Thanks for the kind wish. Im wishing u all the best as well.
Hi,
So I’m a third year in medical school, and today I was told my honors/high passes/passes in the first two years mean absolutely dick, and that my “pass” in my clerkships isn’t impressive enough to get me a pediatric residency anywhere but Spudhole Idaho. I have mediocre Step 1 and I’ve finally just had it. All of my friends are going to be making more money, have more spare time and half are already married and popping out babies. Now I’m being told I’m too mediocre to do something mediocre? Thank you for wasting my time, my money, and my fertility, god knows my ovaries will be a graveyard by the time I can afford to reproduce and even then I’ll probably have a husband banging the Dunkin Doughnut cashier because she has time to listen to how he really feels. Thank you medical school for being a total bullshit waste of time. I’m soooo happy we all wanted to help others, and bascially sell our souls for it, oh wait I’m back in Catholic school again, but at least those bastards get rich…I’ll be paying off loans until eternity. Maybe I’ll have to start banging governors to make my way in this world…it seems to work
Online dating sies like Plenty Of Fish and others can be great and an very good way to connect. You must be careful, though since many sites are now being hacked. It’s a good idea to use a special email account for your online dating account. You can read some horror stories about dates gone horribly wrong on Plenty Of Fish Tales.

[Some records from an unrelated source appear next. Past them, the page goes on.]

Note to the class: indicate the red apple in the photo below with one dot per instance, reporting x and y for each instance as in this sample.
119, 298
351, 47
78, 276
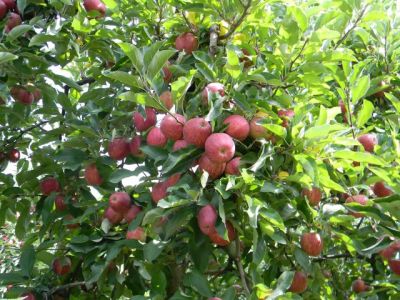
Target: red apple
62, 265
179, 144
368, 141
232, 167
380, 190
143, 124
313, 195
131, 213
238, 127
156, 138
49, 185
172, 126
206, 219
14, 155
196, 131
212, 88
120, 201
136, 234
187, 42
311, 243
299, 283
166, 99
118, 149
361, 199
92, 175
113, 216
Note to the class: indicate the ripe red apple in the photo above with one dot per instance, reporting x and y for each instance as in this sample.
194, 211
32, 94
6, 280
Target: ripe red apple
186, 41
166, 99
361, 199
359, 286
313, 195
196, 131
62, 265
380, 190
60, 203
118, 149
131, 213
92, 175
120, 201
179, 144
299, 283
113, 216
311, 243
232, 167
238, 127
368, 141
49, 185
14, 155
212, 88
172, 126
13, 21
156, 138
206, 219
136, 234
143, 124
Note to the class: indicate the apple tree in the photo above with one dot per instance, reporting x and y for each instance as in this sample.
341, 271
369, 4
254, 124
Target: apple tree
169, 149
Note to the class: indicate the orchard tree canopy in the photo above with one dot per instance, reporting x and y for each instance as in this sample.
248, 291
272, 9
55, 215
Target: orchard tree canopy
199, 149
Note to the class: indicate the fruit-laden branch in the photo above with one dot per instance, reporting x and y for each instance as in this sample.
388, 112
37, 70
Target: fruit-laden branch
239, 21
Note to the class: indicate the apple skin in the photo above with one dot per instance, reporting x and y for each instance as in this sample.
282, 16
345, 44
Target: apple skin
238, 127
299, 283
49, 185
313, 195
214, 169
172, 126
62, 266
311, 243
113, 216
212, 88
206, 219
120, 201
179, 144
131, 213
156, 138
380, 190
196, 131
118, 149
186, 41
361, 199
166, 99
143, 124
136, 234
232, 167
92, 175
368, 141
14, 155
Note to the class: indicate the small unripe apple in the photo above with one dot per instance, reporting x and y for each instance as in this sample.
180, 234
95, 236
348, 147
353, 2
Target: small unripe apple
49, 185
368, 141
62, 266
118, 149
299, 283
187, 42
92, 175
143, 124
120, 201
206, 219
196, 131
172, 126
238, 127
313, 195
311, 243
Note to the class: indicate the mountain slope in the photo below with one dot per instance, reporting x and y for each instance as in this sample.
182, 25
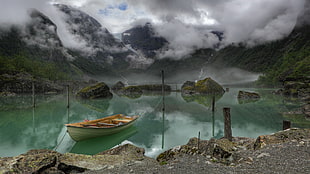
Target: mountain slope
144, 39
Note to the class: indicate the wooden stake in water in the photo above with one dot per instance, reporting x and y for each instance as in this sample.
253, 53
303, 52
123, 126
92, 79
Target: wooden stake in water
227, 124
213, 103
198, 140
33, 96
286, 124
68, 97
213, 124
163, 108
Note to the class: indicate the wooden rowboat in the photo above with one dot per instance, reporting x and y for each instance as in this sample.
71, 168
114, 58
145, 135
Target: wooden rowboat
100, 127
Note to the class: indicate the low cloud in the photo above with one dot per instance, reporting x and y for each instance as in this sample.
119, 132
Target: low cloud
186, 24
184, 39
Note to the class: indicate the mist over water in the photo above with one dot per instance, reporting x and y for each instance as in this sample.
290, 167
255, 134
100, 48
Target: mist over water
227, 76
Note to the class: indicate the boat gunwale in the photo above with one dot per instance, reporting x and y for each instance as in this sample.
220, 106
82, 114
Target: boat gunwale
113, 127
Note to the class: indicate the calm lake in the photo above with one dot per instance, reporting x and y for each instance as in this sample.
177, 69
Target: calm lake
23, 128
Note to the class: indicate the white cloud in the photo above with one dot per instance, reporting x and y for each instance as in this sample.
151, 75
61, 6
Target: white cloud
185, 23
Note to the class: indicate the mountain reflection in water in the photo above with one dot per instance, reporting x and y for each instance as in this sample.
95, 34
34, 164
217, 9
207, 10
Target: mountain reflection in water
24, 128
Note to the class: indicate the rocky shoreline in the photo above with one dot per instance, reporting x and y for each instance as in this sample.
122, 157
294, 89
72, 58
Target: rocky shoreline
282, 152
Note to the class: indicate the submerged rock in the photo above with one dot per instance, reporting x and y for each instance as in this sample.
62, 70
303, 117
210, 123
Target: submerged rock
167, 88
100, 90
21, 83
118, 86
131, 91
206, 86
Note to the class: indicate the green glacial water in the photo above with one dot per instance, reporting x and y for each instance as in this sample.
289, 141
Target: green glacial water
23, 128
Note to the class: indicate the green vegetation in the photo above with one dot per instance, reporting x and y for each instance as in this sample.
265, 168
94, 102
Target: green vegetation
292, 66
38, 69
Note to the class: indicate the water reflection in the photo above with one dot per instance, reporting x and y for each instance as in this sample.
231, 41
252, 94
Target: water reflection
43, 127
100, 144
205, 100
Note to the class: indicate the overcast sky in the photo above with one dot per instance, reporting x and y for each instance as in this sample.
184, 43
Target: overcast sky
185, 23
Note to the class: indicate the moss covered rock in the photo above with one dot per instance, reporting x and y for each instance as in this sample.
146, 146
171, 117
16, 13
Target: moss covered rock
118, 86
100, 90
282, 136
247, 97
206, 86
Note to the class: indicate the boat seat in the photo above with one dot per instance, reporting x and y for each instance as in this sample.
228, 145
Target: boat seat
106, 124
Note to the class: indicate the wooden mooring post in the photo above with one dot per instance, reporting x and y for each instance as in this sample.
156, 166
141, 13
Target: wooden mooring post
213, 103
33, 96
198, 140
163, 108
286, 124
68, 97
227, 124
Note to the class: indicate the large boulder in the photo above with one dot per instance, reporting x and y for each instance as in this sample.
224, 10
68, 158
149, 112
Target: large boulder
21, 83
248, 95
118, 86
157, 87
48, 161
282, 136
100, 90
131, 92
206, 86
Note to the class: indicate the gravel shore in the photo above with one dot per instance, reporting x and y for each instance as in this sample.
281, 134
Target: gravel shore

I am in my 3rd year in med school in Australia, and can I just say, that after feeling less and less motivated in the course from pretty much the get-go of 1st year, what a sigh of relief I breathed to find this place and to discover that not everyone studying medicine is 100% motivated to go into this alienating, uncaring, unforgiving career.
For the first time, I am considering alternatives and not feeling bat-shit-guilty about it.
Hi, fucking hate med school, i´m on my senior year (6/6 years) about to become a Dr. and i feel like a mediocre, its been long time since a grab a book a read it, i think all of my rotations are going through my hands like water, im not learning shit!
In about 4 months im having my final exam, any suggestions how i can get to STUDY a little bit?
Cheers from Central America!
Really? This site is founded by some asshole who “pushes paper” for a living. Yeah, that changes lives for sure. All of these people couldn’t handle the stress, so they quit. I think it’s great they did, nobody wants a pussy for their doctor! It’s not all unicorns and rainbows, it’s hard work and dedication for what you love. I’m just fine in making it, but then again I have some balls. Don’t discourage people not to fucking do what makes them happy or discourage them to save lives. You’re ignorant pricks. If it’s not for you, GTFO and do something else, quit running your mouth.